To paraphrase, one third (€14bn) of the CAP budget goes to food companies, not farmers, which is meant to be the legitmating reason for this abomination of welfare policy. These beneficiaries include the elsewhere notorious Gate Gourmet, British Airways' catering firm, whose mile high food provision somehow qualifies for them for £1/2 million subsidy. Also rewarded were Nestle and, sadly too late for Devil's Kitchen, Eton College who admitted they had no idea why they received the money despite inquiries.
The largest British recipient, however, was Tate & Lyle, with £227 million over the two years 2003-4. A quick look at their website shows that CAP subsidy accounted for just under half of total profit over those two years. How many hospitals is that?
So the deal is this: the EU pays €14 billion to companies by some opaque undemocratic process and we get in return ... higher food prices!
... and a few more jobs in creaking industries that could be far more usefully employed elsewhere.
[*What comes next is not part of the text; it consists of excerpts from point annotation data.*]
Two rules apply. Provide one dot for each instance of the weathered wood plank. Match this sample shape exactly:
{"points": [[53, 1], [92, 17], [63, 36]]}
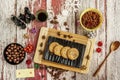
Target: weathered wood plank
{"points": [[55, 9]]}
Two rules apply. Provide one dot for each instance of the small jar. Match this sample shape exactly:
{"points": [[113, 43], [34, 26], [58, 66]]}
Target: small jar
{"points": [[41, 15]]}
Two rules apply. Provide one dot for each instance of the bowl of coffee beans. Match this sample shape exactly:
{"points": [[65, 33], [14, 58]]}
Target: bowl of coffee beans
{"points": [[14, 53], [91, 19]]}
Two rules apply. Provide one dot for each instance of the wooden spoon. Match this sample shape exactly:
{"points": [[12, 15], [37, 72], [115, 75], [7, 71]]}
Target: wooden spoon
{"points": [[114, 46]]}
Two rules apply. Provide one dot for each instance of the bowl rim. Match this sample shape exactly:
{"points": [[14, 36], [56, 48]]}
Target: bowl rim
{"points": [[94, 10]]}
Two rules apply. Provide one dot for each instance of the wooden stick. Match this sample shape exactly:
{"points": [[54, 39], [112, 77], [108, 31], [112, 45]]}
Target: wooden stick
{"points": [[100, 66]]}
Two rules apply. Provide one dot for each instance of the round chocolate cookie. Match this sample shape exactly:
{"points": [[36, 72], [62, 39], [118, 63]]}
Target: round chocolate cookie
{"points": [[14, 53], [52, 46], [64, 51], [72, 53], [57, 50]]}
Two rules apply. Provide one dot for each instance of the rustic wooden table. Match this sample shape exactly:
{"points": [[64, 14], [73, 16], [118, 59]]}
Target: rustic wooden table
{"points": [[66, 11]]}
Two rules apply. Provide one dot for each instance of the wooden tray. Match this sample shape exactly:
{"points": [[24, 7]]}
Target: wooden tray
{"points": [[41, 45]]}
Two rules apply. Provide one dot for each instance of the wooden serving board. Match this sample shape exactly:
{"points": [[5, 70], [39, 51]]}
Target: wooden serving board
{"points": [[42, 40]]}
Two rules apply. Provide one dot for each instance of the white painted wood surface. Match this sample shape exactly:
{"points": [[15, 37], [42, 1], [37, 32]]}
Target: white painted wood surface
{"points": [[107, 33]]}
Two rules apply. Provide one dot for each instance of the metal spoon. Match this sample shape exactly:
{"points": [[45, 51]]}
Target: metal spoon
{"points": [[114, 46]]}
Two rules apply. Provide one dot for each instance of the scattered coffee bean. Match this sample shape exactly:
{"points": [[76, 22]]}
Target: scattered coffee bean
{"points": [[41, 44]]}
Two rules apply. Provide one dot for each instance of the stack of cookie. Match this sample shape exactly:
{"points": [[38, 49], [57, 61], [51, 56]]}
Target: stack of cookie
{"points": [[64, 51]]}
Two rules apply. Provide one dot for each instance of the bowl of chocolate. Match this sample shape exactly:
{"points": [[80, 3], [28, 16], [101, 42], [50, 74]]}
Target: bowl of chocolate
{"points": [[91, 19], [14, 53]]}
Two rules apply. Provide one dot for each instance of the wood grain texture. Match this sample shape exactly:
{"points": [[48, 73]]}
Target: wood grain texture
{"points": [[107, 33]]}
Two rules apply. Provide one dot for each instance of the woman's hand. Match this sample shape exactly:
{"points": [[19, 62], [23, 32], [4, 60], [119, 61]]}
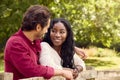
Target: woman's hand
{"points": [[80, 52]]}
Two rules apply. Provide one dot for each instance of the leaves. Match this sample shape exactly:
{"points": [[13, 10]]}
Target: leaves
{"points": [[94, 22]]}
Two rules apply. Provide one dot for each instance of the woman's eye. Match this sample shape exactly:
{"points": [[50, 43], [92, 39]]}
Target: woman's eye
{"points": [[62, 32]]}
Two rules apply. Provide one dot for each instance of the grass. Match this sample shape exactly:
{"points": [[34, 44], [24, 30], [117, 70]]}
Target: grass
{"points": [[1, 62], [101, 59], [104, 63]]}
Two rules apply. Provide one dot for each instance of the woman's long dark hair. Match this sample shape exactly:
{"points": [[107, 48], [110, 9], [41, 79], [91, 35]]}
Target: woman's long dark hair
{"points": [[67, 49]]}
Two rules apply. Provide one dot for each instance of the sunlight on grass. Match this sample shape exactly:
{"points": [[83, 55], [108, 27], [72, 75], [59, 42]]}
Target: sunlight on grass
{"points": [[103, 63]]}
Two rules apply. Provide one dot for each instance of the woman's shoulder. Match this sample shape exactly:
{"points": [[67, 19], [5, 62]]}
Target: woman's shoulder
{"points": [[44, 44]]}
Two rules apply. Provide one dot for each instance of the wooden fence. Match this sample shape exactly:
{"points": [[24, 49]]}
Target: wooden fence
{"points": [[85, 75]]}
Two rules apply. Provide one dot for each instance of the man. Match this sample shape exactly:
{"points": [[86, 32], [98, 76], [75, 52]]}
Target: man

The next time I hear anyone bemoan the widening productivity gap between Britain and America I will give them two words to ponder: TATE LYLE.
Employment growth in Europe. Stark differences.
13 hours ago
2 comments:
Also rewarded were Nestle and, sadly too late for Devil's Kitchen, Eton College who admitted they had no idea why they received the money despite inquiries.
It wouldn't surprise me: Eton is something like the fourth biggest landowner in the country (which is why their facilities are so good, and their fees - relatively - low): I happen to know that they own quite a few farms all over Britain.
These investments are handled by a trust that is - theoretically - unconnected to the school itself. The people running the school from day to day would certainly be unaware of what the CAP money went to, if it was them that were asked.
DK
Cough, cough.
T&L subsidies. They import cane sugar (it’s British Sugar that deals with the beet) and refine it in the UK. Much of it is then exported. T&L must either pay the EU price for their imported sugar (you remember, the ACP countries are allowed to sell some amount at the EU not world price) or pay large duties on those imports.
When they export.....they get a subsidy on the export equal to the higher price they are forced to pay on their inputs.
At least, that’s how I understand it works and would love to be told if I’ve got it wrong.
So, do T&L get subsidies? Yes. But who actually gains from the subsidies? T&L? No. They merely compensate for the higher input prices. So who does gain from the higher prices? The ACP sugar farmers. Or, the taxpayers when duties are levied on non ACP sugar imports.
If T&L were free to buy sugar on world markets at world prices then they wouldn’t get any subsidy.